Today in 1973 the problems of rising prices for essential foods like lean meats, chicken, eggs, vegetables and fruits, and the continuing poverty and economic depression in many areas of our nation can not be solved by the nation's physicians. However, do not humane physicians today have a special and moral responsibility to stop the blind errors of iatrogenic starvation in human pregnancy? Do not obstetricians, especially, in charge of human antenatal care in public clinics and private offices, have a responsibility to their pregnant patients to give them scientific nutrition information? The protective effects of applied, scientific nutrition in human antenatal care have recently been dramatically documented by Mrs. Agnes Higgins of the Montreal Diet Dispensary.(12) The rationale for blind weight control to any "magic number" of pounds in human pregnancy has been completely destroyed.(13) What then must the obstetricians of our nation do? What actions must they take to insure maternal-fetal and newborn health for each woman who wants to produce a normal, full term child and remain in good health herself?

  1. Recognize the complications of human pregnancy caused by malnutrition.(14)

  2. Teach each pregnant woman as a routine part of modern, scientific prenatal care, the basic principles of applied scientific nutrition.

  3. Insure that she actually eats an adequate, balanced diet all through gestation.

  4. Encourage her to salt her food "to taste." (with rare exception)

  5. Stop "weight control" to any number of pounds. (when nutrition is adequate and balanced, the weight gain takes care of itself with an average gain in healthy pregnancy of about 35 pounds)

  6. Protect each pregnant woman and her unborn from all harmful drugs, especially salt diuretics and appetite depressants.
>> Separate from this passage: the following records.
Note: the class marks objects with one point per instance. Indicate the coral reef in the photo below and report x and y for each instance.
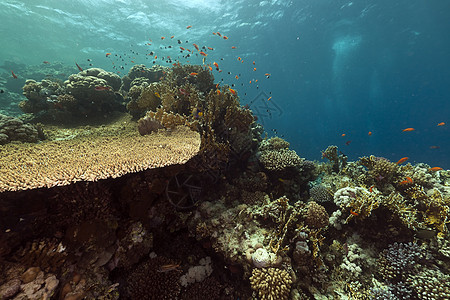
(13, 129)
(103, 157)
(271, 283)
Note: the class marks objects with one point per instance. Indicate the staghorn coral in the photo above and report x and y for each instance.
(13, 129)
(53, 164)
(271, 283)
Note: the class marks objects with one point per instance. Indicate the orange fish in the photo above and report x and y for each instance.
(402, 160)
(434, 169)
(78, 66)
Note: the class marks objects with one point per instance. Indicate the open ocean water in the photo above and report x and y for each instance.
(338, 69)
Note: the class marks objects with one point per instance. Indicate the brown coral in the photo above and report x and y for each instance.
(147, 281)
(271, 283)
(88, 158)
(316, 216)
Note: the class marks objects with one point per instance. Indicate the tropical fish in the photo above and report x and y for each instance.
(402, 160)
(434, 169)
(79, 68)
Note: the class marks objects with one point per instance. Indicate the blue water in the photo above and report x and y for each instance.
(337, 67)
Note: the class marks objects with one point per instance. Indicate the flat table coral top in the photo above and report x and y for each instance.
(87, 158)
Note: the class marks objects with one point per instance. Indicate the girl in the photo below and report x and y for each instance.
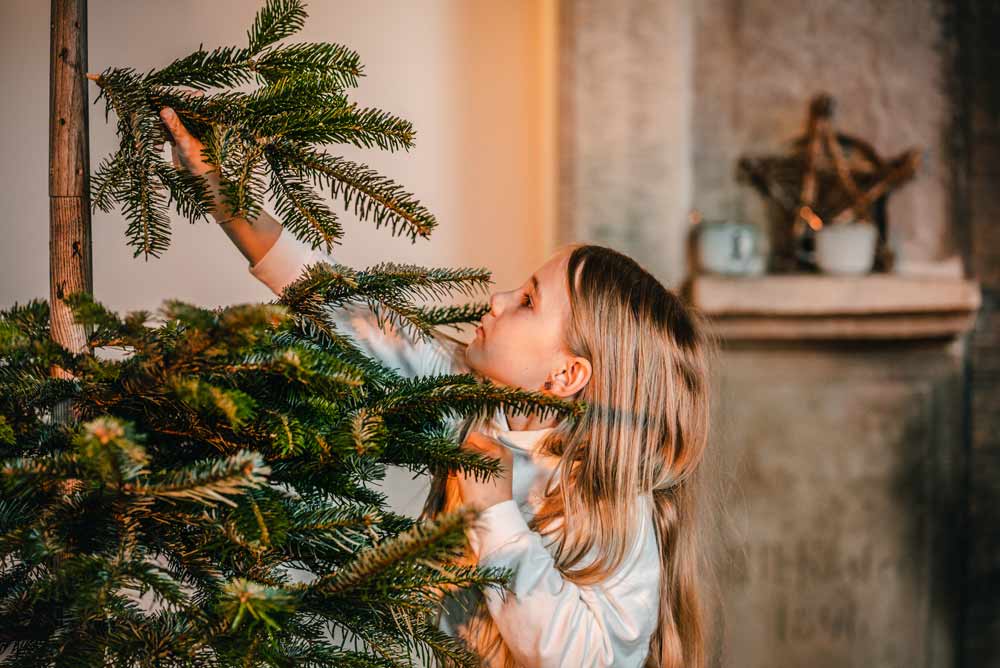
(616, 583)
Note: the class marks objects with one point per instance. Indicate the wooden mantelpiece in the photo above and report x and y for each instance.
(822, 306)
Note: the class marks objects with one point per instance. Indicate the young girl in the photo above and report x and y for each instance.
(595, 516)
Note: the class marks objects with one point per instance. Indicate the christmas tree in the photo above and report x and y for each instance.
(211, 501)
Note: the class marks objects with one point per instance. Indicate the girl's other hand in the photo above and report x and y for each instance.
(482, 494)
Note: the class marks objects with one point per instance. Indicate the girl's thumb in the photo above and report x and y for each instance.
(170, 120)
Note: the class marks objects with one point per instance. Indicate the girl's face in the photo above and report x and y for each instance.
(520, 341)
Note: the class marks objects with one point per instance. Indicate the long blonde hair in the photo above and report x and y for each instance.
(644, 432)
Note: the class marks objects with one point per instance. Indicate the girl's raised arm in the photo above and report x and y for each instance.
(284, 262)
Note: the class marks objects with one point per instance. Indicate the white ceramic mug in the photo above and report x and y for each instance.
(729, 248)
(846, 248)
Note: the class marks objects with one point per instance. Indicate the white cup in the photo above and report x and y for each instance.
(846, 248)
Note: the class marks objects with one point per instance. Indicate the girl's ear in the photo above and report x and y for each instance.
(573, 377)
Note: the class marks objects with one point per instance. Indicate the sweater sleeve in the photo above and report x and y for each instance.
(547, 620)
(393, 346)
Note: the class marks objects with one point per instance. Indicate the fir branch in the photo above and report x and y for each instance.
(453, 316)
(201, 70)
(275, 21)
(374, 195)
(208, 482)
(303, 213)
(334, 60)
(432, 540)
(364, 128)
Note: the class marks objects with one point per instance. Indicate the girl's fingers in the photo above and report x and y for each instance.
(174, 125)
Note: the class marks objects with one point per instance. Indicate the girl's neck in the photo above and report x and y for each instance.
(521, 422)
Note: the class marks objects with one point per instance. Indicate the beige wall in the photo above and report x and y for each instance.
(473, 76)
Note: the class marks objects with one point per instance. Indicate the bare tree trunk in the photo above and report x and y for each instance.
(70, 261)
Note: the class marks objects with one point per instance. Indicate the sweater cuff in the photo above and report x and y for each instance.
(282, 264)
(496, 526)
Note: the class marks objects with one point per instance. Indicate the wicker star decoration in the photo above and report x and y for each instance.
(829, 178)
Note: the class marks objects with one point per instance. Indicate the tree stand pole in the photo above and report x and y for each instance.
(70, 259)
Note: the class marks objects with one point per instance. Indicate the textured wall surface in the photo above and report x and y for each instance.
(843, 488)
(757, 64)
(624, 137)
(977, 213)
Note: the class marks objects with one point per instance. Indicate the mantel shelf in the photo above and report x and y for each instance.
(822, 306)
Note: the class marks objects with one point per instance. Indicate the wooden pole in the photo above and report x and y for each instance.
(70, 260)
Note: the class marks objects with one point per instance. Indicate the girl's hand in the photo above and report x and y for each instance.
(186, 153)
(482, 494)
(185, 148)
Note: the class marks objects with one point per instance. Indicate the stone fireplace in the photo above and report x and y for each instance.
(845, 413)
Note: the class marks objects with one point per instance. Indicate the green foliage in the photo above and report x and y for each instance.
(264, 141)
(219, 454)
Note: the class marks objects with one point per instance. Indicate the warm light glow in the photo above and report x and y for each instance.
(808, 215)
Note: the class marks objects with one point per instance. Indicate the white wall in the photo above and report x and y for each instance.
(473, 76)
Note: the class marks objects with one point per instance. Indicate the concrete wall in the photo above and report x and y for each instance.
(841, 465)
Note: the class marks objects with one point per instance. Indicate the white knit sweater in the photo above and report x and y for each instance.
(549, 620)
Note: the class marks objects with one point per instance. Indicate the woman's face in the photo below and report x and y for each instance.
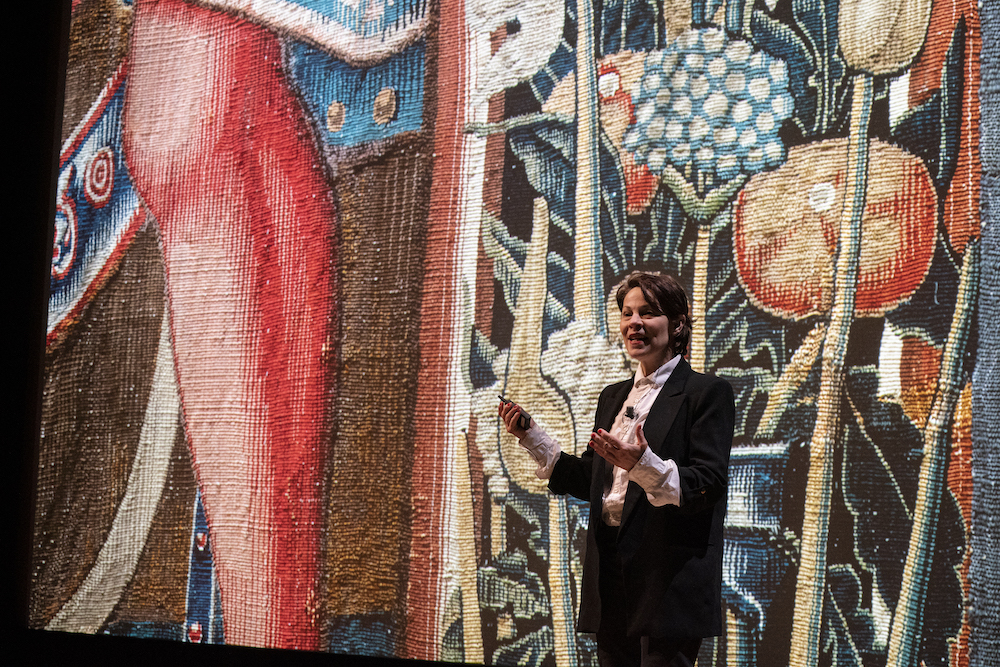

  7. On the postpartum wards educate all pregnant patients who have suffered nutritional complications during pregnancy--so that those complications will not recur in subsequent pregnancies.(15)

  8. Stop iatrogenic starvation in human pregnancy.

These measures will begin to open a new era in preventive obstetrics in our nation and dramatically reduce the numbers of low birth weight and brain-damaged and mentally retarded children now being born.



REFERENCES

  1. Hytten, F.E. and Leitch, I. The Physiology of Human Pregnancy. 2nd edition, Oxford, Blackwell Scientific Publications, 1970.

  2. Prochownick, L. "Ein Versuch zum Ersatz der Kunstlichen Fruhgeburt" (An attempt towards the replacement of induced premature birth. Zbl. Gynak. 30:577, 1889.

  3. Williams, Sue Rodwell. Nutrition and Diet Therapy, 2nd Edition. St. Louis, Mosby, 1973, Chapter 17.

  4. Brewer, T.H. "Human Pregnancy Nutrition: an examination of traditional assumptions" Aust. N.Z. J. Obstet. Gynaecol. 10:87, 1970.

  5. Pitkin, Roy M., Kaminetzky, Harold A., Newton, Michael, and Pritchard, Jack A. "Maternal nutrition: a selective review of clinical topics" Obstet. Gynecol. 40:773-785, 1972.

  6. Brewer, T.H. "Human maternal-fetal nutrition". Obstet. Gynecol. 40:868-870, 1972.

  7. Rucker, M. Pierce. "The Behavior of the uterus in eclampsia" Amer. J. Obstet. Gynecol. 2:179-183, 1921.

  8. Ehrenfest, Hugo. "Collective review: recent literature on eclampsia". Amer. J. Obstet. Gynecol. 1:214-218, 1920.

  9. Brewer, T.H. "Limitations of diuretic therapy in the management of severe toxemia of pregnancy: the significance of hypoalbuminemia" Amer. J. Obstet. Gynecol. 83:1352, 1962.

  10. Brewer, T.H. "Metabolic toxemia of late pregnancy: a disease entity" Gynaecologia 167: 1-8, 1969. (Basel)

  11. Chesley, Leon C. "Plasma and red cell volumes during pregnancy" Amer. J. Obstet. Gynecol. 112:440-450, 1972.

  12. Primrose, T. and Higgins, A. "A study in human antepartum nutrition" J. Reproduct. Med. 7:257-264, 1971.

  13. Pomerance, J. "Weight gain in pregnancy: how much is enough?" Clin. Pediat. 11:554-556, 1972.

  14. Brewer, T. "Metabolic toxemia: the mysterious affliction." J. Applied Nutrition 24:56-63, 1972.

  15. Brewer, T.H. "A case of recurrant abruptio placentae." Delaware Med. J. 41:325-331, 1969.